Measuring the Risk of Investment

Measuring the Risk of InvestmentAll investments come with some amount of risk. No investment is safe from potentially losses. For years, real estate was considered the only investment that would never go down, but even real estate has taken a hit over the last several years. Investing is risky business.

The key to choosing the right investment is to find the right balance between risk and return for your needs. Sitting down with an investment professional may be one of the best steps you can take to planning your financial future.

Here is some advice and tips for measuring the risk of investment.

  • Look at the rate of return. A higher rate of return will often be balanced with a higher rate of risk. A Certificate of Deposit (CD) will not offer a very high percentage of interest, but an investor is guaranteed to get the return if the terms of the deposit are met and the bank is federally insured. An investment in a private venture may offer a significant rate of return but offers no guarantees that a penny will ever be seen.
  • Look at your own comfort level. An investor that has more money to risk will see risk at a different level. Understanding your financial foundation will help you gauge the level of risk that an investment costs.
  • Look at the amount of experience or expertise. A person that knows a lot about the industry or the investment opportunity will understand the potential by seeing a bigger picture than someone just looking at the numbers.
  • Look at your patience. Short term investments can hold a higher degree of risk. Most investments (even those in the current real estate market) will see an increase if there is no immediate need to access the funds that are securing the investment.
  • Look at your needs. The faster you need the money to increase, the higher the risk will need to be to get that rate of return. Know what you want and what you are willing to risk for a chance to get it.
  • Investing money at any rate of return can be a scary experience for some people. The recent downturn in solid investments, like real estate, has been trouble enough. Couple that trouble with the wave-like motion of the stock market and new investors are nervous.

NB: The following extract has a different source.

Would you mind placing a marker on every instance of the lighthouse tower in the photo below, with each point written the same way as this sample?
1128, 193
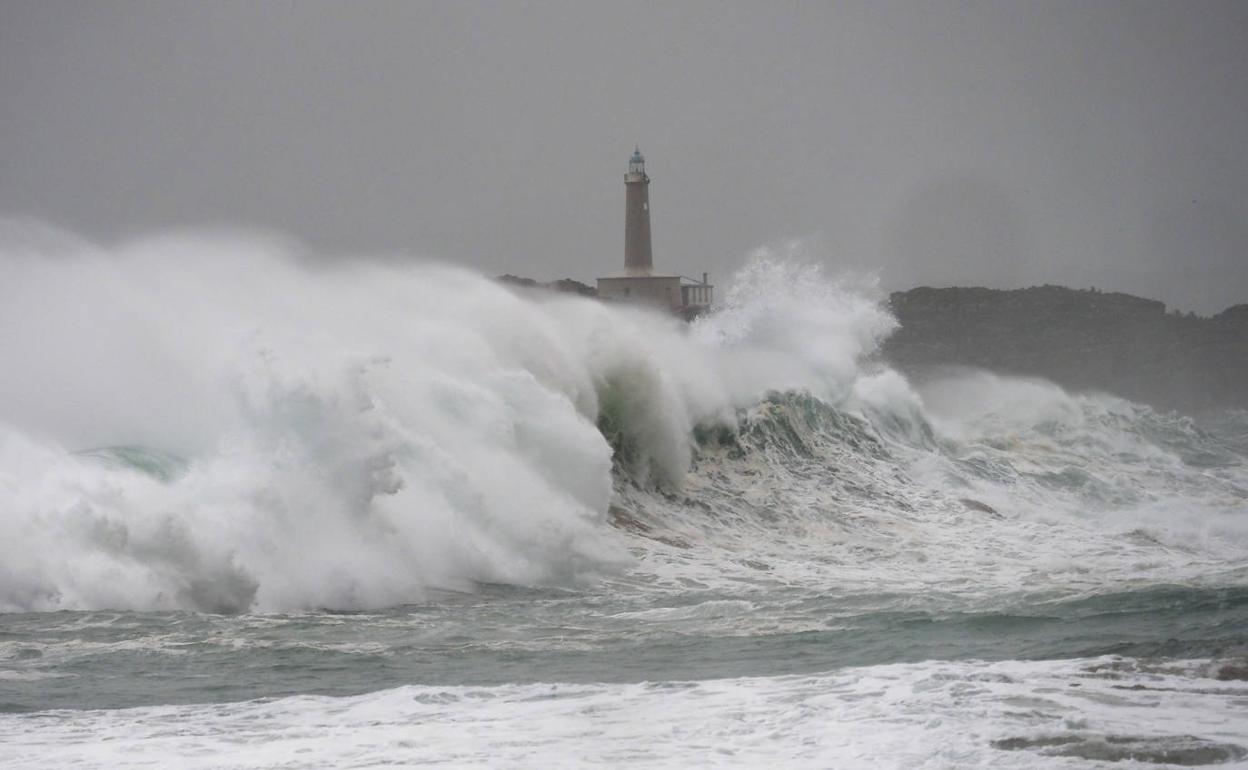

    All investments will involve some risk because that is the nature of investing. The higher the rate of return for an investment, the higher the associated risk will usually be. The trick for most potential investors is to understand their own risk tolerance first. Once that factor has been established then it will be easier to find the right investment to meet that level.

    There are a number of different factors that help with measuring the risks of investments. Putting them all into practice will give you a sound foundation for planning your financial decisions.